Six new research projects are looking at how energy is managed in offices, supermarkets and other non-domestic buildings. The projects are supported with £3m funding from the Engineering and Physical Sciences Research Council (EPSRC) on behalf of the Research Councils UK Energy Programme (RCUKEP).
The studies will specifically address how to use technology, data and information, mathematics, law and sociology to create better energy strategies and behaviours in buildings.
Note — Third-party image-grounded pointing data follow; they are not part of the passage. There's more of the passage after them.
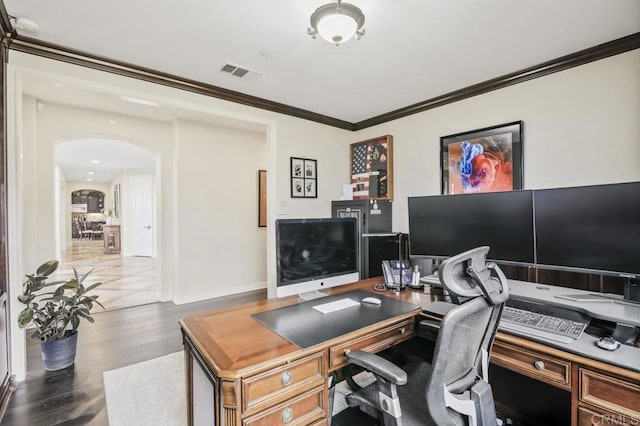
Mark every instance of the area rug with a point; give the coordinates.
(148, 393)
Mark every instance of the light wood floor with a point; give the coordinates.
(126, 280)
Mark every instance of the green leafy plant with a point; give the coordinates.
(55, 308)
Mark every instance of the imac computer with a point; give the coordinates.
(314, 254)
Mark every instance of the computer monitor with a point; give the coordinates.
(593, 229)
(314, 254)
(444, 225)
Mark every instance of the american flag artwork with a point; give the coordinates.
(360, 171)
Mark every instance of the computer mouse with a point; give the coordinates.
(608, 343)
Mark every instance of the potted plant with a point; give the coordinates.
(55, 310)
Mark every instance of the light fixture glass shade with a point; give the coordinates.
(337, 22)
(337, 28)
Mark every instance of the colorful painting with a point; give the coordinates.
(485, 160)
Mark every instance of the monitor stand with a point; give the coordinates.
(311, 295)
(632, 290)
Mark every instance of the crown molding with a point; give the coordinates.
(615, 47)
(77, 57)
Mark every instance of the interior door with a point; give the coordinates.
(142, 215)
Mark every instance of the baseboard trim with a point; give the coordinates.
(219, 293)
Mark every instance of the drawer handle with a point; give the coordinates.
(287, 415)
(286, 378)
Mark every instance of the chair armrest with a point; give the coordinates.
(438, 309)
(378, 366)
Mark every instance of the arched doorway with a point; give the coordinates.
(96, 179)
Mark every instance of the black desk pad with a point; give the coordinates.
(305, 327)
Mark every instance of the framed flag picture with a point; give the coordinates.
(372, 169)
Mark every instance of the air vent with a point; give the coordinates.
(240, 72)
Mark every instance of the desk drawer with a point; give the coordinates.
(545, 368)
(301, 410)
(593, 417)
(281, 383)
(610, 393)
(372, 342)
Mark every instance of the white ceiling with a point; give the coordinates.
(413, 50)
(100, 160)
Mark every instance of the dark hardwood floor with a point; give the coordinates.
(75, 396)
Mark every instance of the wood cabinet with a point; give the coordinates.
(94, 200)
(111, 235)
(601, 394)
(256, 377)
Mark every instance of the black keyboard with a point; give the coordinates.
(536, 321)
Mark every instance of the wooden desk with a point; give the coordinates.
(242, 373)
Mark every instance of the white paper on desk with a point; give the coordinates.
(329, 307)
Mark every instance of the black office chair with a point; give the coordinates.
(453, 389)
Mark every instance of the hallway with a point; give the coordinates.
(126, 280)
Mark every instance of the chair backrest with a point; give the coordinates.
(460, 359)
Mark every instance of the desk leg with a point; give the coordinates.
(203, 392)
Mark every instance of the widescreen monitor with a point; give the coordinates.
(314, 254)
(444, 225)
(590, 229)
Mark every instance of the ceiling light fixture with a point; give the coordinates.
(337, 22)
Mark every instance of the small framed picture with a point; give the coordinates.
(297, 167)
(297, 187)
(310, 169)
(304, 178)
(310, 188)
(482, 160)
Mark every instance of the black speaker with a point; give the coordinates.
(379, 247)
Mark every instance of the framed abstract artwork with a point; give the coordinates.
(304, 178)
(372, 169)
(483, 160)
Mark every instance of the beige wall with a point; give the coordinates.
(581, 127)
(220, 248)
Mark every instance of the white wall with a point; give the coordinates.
(581, 127)
(220, 248)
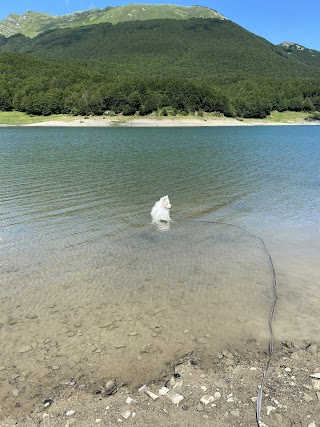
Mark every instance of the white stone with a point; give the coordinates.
(176, 398)
(142, 388)
(316, 384)
(130, 400)
(217, 395)
(126, 414)
(163, 391)
(270, 409)
(206, 399)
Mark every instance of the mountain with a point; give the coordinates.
(32, 23)
(187, 62)
(197, 48)
(300, 53)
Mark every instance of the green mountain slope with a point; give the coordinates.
(32, 23)
(300, 53)
(155, 65)
(217, 50)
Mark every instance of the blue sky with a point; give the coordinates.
(275, 20)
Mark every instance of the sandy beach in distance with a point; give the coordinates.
(152, 121)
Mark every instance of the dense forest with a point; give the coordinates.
(164, 66)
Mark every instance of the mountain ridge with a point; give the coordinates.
(32, 23)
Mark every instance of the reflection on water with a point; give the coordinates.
(89, 285)
(162, 225)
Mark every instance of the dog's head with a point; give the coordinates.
(165, 202)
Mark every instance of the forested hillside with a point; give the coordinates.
(32, 23)
(167, 66)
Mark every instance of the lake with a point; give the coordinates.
(90, 288)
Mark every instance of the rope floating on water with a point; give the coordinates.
(271, 317)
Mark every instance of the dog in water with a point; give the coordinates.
(160, 210)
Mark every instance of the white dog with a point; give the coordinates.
(160, 211)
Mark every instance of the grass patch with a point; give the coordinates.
(16, 118)
(287, 116)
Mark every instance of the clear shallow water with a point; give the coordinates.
(85, 277)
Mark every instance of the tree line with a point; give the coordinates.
(42, 87)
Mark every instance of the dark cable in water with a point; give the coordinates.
(272, 311)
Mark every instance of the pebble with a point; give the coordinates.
(15, 392)
(152, 395)
(307, 398)
(217, 395)
(25, 349)
(270, 409)
(111, 387)
(126, 414)
(227, 354)
(312, 348)
(176, 398)
(163, 391)
(117, 346)
(206, 399)
(316, 384)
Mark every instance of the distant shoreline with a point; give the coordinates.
(15, 118)
(157, 122)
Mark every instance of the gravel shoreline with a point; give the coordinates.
(98, 121)
(194, 391)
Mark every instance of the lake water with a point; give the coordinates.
(90, 288)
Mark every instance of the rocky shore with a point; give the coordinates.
(218, 391)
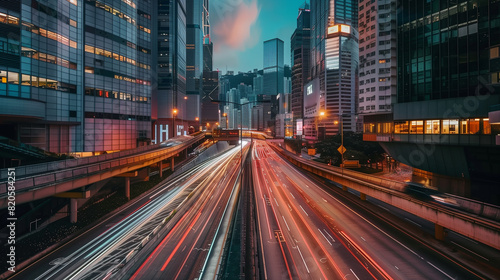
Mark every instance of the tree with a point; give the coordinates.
(356, 149)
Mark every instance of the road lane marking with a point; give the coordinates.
(437, 268)
(354, 274)
(383, 208)
(415, 223)
(469, 250)
(303, 210)
(285, 223)
(303, 259)
(325, 237)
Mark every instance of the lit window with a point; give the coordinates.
(432, 127)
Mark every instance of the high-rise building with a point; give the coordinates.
(169, 108)
(75, 76)
(377, 58)
(194, 59)
(447, 111)
(300, 52)
(334, 62)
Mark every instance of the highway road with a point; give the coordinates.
(335, 240)
(183, 252)
(96, 252)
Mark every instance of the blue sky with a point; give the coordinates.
(239, 28)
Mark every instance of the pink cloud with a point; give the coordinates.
(234, 30)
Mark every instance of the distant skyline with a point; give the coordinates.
(239, 28)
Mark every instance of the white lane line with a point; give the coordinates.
(303, 259)
(383, 208)
(329, 235)
(415, 223)
(303, 210)
(325, 237)
(285, 223)
(466, 238)
(437, 268)
(469, 250)
(354, 274)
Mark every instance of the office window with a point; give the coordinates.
(450, 127)
(416, 127)
(401, 127)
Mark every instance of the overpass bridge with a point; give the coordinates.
(478, 221)
(65, 177)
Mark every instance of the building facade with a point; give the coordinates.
(69, 85)
(447, 113)
(377, 57)
(169, 97)
(334, 63)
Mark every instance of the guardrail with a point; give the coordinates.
(47, 174)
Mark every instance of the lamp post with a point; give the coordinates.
(174, 114)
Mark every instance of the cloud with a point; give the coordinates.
(236, 28)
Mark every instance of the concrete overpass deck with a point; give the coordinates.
(478, 221)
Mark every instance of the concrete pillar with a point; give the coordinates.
(439, 232)
(127, 187)
(73, 208)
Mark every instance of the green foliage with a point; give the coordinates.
(357, 149)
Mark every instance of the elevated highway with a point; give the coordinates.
(37, 181)
(483, 225)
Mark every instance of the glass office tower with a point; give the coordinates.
(447, 115)
(334, 64)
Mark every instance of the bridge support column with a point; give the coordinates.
(127, 187)
(439, 232)
(73, 208)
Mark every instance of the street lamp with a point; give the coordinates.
(174, 114)
(216, 101)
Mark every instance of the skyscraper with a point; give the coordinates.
(300, 52)
(74, 84)
(169, 104)
(334, 59)
(273, 66)
(377, 57)
(447, 111)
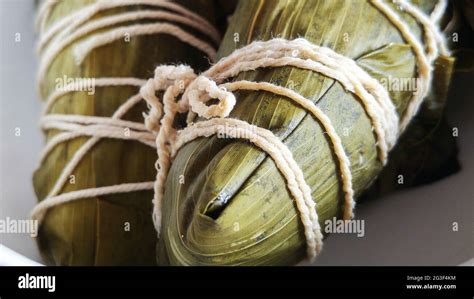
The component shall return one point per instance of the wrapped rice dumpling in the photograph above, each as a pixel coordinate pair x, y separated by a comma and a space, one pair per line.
102, 228
225, 201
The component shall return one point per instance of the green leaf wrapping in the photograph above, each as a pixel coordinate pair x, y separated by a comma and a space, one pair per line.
225, 201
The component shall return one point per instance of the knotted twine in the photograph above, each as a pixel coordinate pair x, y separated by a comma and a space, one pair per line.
186, 92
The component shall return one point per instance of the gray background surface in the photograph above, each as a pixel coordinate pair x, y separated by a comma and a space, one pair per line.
407, 228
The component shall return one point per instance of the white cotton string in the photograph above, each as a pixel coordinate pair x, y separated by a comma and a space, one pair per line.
68, 24
197, 91
82, 84
75, 26
51, 52
268, 142
100, 39
343, 160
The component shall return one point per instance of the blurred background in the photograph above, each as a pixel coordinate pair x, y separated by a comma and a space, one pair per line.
411, 227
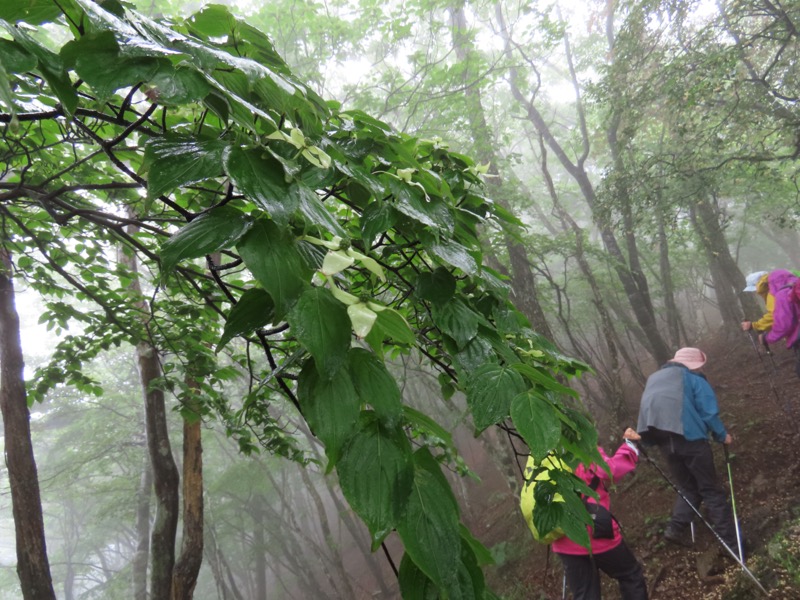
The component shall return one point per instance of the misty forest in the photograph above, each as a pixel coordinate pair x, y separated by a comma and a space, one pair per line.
290, 290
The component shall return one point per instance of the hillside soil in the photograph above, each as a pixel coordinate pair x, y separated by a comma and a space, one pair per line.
759, 398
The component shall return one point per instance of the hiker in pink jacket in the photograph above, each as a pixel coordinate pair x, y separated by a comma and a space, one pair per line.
608, 554
785, 322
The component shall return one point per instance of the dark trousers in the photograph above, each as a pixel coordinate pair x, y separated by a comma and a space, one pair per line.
692, 466
583, 573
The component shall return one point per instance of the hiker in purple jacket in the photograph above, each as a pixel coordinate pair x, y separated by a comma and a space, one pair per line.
785, 322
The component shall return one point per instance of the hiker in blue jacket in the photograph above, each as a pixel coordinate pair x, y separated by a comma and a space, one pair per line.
678, 412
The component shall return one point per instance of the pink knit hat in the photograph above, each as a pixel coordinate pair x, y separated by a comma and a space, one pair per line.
691, 358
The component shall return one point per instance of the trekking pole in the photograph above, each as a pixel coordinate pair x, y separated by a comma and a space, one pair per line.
733, 504
703, 519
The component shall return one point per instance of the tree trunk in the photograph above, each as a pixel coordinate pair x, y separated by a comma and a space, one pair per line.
165, 475
33, 567
184, 576
142, 553
523, 283
639, 302
665, 270
727, 278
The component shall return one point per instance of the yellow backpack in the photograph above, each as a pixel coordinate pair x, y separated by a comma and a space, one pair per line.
526, 499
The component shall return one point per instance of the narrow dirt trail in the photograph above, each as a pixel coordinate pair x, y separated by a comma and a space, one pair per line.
759, 398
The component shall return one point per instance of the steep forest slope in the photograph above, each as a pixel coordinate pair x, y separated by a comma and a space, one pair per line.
759, 399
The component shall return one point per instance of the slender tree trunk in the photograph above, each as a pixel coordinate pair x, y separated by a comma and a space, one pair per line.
639, 301
727, 278
165, 475
165, 472
523, 283
665, 271
33, 567
142, 553
188, 566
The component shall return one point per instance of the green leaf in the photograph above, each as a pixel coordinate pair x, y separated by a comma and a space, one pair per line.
429, 527
474, 355
14, 58
174, 86
321, 324
312, 208
6, 94
490, 390
456, 255
457, 320
213, 20
481, 553
437, 287
176, 162
330, 406
376, 472
391, 324
97, 60
427, 426
254, 309
544, 379
377, 218
536, 421
215, 230
414, 584
362, 318
50, 66
272, 256
261, 178
34, 12
375, 385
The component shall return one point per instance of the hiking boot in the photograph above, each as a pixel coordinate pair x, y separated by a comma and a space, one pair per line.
674, 536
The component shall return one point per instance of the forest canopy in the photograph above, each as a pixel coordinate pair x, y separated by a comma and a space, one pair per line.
276, 229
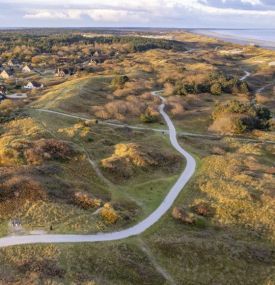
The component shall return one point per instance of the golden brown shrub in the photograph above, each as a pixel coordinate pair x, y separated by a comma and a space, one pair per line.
49, 149
108, 214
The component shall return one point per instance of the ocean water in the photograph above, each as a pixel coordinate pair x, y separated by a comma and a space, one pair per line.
258, 35
263, 37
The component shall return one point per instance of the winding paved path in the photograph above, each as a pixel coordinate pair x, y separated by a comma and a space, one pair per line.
132, 231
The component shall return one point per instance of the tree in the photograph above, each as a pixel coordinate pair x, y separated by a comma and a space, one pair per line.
119, 81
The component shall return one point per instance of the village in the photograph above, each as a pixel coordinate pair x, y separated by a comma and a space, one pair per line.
19, 79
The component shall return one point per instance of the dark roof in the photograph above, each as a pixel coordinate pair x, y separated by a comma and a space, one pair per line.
9, 71
35, 83
67, 71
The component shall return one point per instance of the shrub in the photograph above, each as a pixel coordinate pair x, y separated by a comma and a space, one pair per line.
119, 81
50, 149
108, 214
216, 89
147, 118
203, 209
183, 215
237, 117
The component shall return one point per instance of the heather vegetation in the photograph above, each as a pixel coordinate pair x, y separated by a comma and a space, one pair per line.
71, 163
237, 117
215, 83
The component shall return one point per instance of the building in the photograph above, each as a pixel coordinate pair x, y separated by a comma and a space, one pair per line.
62, 72
26, 69
33, 85
13, 62
7, 73
3, 90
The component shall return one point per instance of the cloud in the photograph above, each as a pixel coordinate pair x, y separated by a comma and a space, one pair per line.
144, 12
97, 15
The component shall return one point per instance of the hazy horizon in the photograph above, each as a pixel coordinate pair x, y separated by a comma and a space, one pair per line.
187, 14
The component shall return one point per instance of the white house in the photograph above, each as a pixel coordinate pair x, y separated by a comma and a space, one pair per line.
26, 69
33, 85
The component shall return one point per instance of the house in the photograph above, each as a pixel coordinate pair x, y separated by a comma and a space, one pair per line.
26, 69
2, 97
62, 72
7, 73
3, 90
33, 85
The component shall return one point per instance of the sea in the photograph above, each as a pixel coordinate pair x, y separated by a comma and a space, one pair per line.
262, 37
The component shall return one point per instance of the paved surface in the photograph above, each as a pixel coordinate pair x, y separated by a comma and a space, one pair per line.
132, 231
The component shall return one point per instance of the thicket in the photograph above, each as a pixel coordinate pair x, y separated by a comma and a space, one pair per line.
241, 116
215, 83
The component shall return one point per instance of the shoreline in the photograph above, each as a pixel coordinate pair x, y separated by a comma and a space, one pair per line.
235, 39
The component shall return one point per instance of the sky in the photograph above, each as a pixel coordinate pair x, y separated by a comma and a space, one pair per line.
138, 13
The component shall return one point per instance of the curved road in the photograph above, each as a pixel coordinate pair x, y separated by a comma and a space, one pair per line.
132, 231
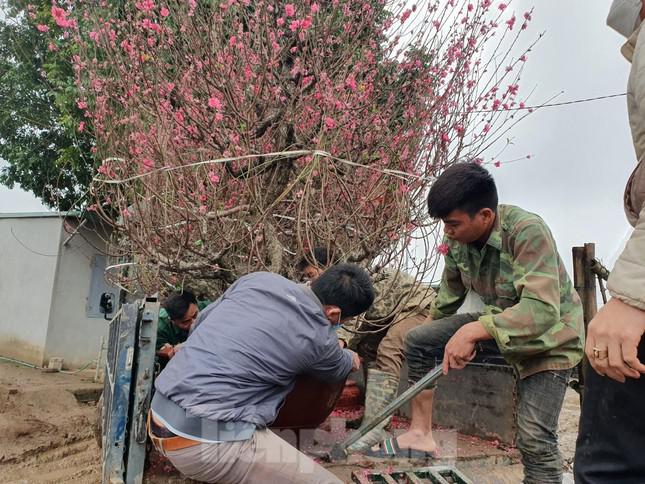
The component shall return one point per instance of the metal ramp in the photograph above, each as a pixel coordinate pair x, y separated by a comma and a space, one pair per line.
127, 391
422, 475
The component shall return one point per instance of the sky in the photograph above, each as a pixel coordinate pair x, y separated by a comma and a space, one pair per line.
581, 155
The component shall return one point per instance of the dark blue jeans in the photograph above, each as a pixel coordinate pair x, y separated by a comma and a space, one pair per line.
540, 396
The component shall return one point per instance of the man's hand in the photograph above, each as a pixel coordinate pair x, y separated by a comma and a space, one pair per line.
166, 351
356, 361
613, 337
460, 349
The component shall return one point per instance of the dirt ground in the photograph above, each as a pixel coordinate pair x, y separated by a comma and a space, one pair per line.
46, 432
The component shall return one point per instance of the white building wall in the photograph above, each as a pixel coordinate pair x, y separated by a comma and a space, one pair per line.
73, 333
28, 259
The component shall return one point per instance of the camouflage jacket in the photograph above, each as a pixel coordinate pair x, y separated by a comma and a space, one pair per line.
397, 296
532, 310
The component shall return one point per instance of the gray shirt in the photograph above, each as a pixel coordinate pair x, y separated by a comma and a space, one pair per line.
247, 348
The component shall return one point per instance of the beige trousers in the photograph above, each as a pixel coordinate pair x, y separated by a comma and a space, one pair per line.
385, 349
264, 458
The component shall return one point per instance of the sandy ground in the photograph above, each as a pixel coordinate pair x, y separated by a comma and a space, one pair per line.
46, 434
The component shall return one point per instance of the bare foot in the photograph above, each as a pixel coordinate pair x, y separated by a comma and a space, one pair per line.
414, 439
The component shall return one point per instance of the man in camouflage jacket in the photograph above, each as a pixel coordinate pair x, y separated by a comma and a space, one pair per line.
401, 303
532, 316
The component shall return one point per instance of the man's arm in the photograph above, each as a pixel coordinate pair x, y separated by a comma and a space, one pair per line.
519, 328
451, 293
620, 324
163, 330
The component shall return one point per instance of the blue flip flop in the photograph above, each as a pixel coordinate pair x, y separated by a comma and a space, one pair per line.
390, 449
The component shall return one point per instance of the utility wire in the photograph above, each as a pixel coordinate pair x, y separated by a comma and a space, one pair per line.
550, 105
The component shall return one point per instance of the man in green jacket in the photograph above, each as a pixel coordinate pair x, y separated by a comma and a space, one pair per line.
532, 316
176, 317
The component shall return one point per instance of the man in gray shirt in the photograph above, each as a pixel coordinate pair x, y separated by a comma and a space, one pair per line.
216, 397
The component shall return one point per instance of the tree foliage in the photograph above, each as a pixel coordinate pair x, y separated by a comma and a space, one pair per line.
40, 139
236, 136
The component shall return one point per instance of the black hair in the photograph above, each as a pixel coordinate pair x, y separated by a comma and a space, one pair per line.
318, 257
178, 303
347, 286
464, 186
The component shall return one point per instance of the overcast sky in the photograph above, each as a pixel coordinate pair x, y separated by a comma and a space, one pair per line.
581, 154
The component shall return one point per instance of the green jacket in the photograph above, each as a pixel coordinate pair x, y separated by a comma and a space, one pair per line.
532, 310
168, 332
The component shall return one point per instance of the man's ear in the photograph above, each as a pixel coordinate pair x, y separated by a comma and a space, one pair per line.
333, 313
487, 214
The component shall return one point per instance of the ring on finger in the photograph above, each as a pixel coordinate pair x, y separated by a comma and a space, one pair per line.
600, 354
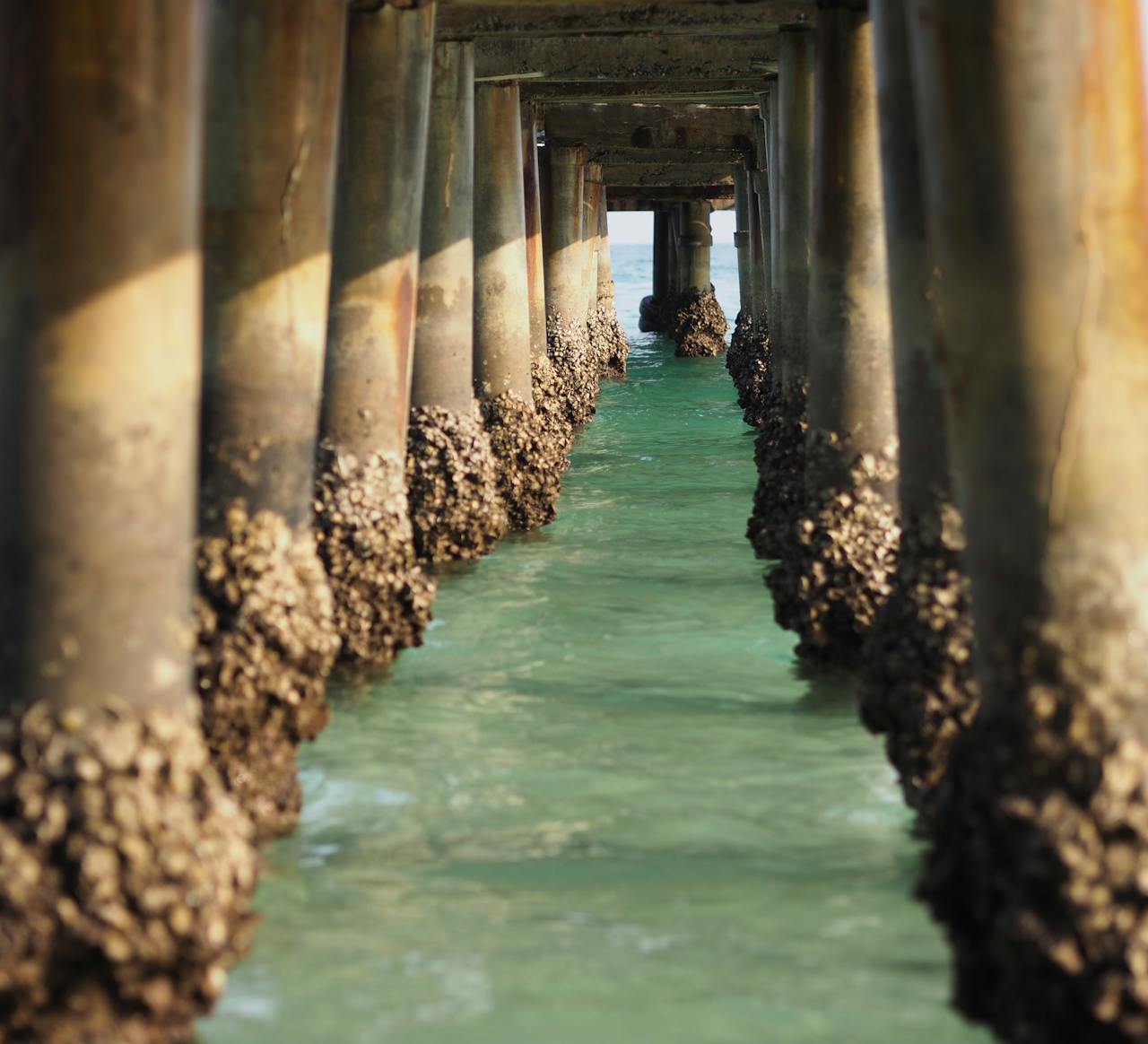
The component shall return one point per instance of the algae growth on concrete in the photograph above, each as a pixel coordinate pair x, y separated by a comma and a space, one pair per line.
604, 805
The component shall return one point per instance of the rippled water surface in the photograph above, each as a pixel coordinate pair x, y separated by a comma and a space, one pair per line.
603, 805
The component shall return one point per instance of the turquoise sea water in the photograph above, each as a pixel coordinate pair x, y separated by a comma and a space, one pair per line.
603, 805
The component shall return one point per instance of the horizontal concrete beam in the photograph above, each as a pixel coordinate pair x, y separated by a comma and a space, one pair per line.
557, 58
638, 197
667, 175
537, 19
705, 156
716, 92
650, 126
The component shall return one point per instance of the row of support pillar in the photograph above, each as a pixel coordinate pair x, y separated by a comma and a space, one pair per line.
274, 347
947, 400
683, 304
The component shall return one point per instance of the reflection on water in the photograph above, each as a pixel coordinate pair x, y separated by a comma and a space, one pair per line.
603, 805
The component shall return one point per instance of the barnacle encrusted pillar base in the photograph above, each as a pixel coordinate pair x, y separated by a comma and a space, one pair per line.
837, 570
607, 339
697, 324
550, 405
266, 643
457, 510
918, 687
747, 362
575, 368
531, 463
382, 596
127, 876
778, 453
1039, 858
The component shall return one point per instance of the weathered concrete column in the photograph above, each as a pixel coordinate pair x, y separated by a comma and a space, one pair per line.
757, 258
605, 330
456, 507
761, 176
382, 597
529, 462
1034, 135
502, 308
749, 349
779, 450
650, 318
918, 686
564, 189
266, 631
605, 265
839, 568
742, 244
591, 200
561, 233
697, 323
116, 925
535, 257
774, 163
549, 393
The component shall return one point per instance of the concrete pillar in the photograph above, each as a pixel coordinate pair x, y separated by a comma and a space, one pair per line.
457, 511
795, 177
529, 463
382, 597
851, 365
381, 176
681, 268
779, 453
774, 163
274, 85
1034, 135
535, 257
651, 318
607, 339
445, 327
757, 257
275, 81
502, 303
761, 176
742, 204
695, 319
747, 356
605, 265
849, 514
591, 204
562, 232
918, 687
697, 239
100, 346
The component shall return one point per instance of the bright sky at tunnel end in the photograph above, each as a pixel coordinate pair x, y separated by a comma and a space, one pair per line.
630, 228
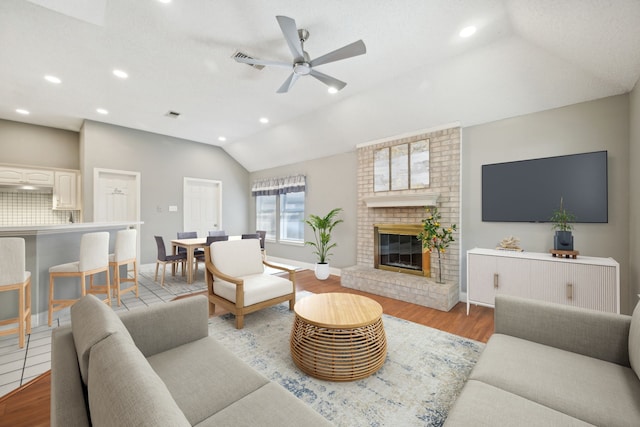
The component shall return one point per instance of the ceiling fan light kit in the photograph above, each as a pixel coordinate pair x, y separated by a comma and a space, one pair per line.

The six projects and their aims are:
- Future-proofing facilities management (Future FM): to address how big data can help facilities managers deliver future proofed energy efficiency improvements. Run at Imperial College London
- B-bem: the Bayesian building energy management portal: to develop and recommend a new approach to performing uncertainty analysis, as well as the display and interpretation of uncertainty in energy management of non-domestic buildings. Run at University of Cambridge
- Data-driven societal energy management in public sector buildings: to construct a feedback loop to give information to building managers and occupants on their energy consumption, the activities using energy, and how much for each one, with suggestions on how to reduce energy expenditure and use. Run at University of Edinburgh
- Working with information, creation of knowledge and energy strategy deployment (WICKED) in non-domestic buildings: to provide insight into the inter-relationship between the technical, legal and organisational challenges involved in improving energy performance in the retail sector for small and large organisations. University of Oxford
- Pervasive sensing for collaborative facilities management: to explore the use of sensors to capture data on environmental conditions, occupant behaviour and personalised energy use and map this information to support negotiations between occupants and facilities managers. University of Strathclyde
- Aperio: low cost façade management in naturally ventilated buildings: to examine how external digital cameras can be used to monitor how windows, blinds and lighting are used and how occupants’ needs, such as privacy, comfort and security, can be balanced with energy management. Run by University of Southampton.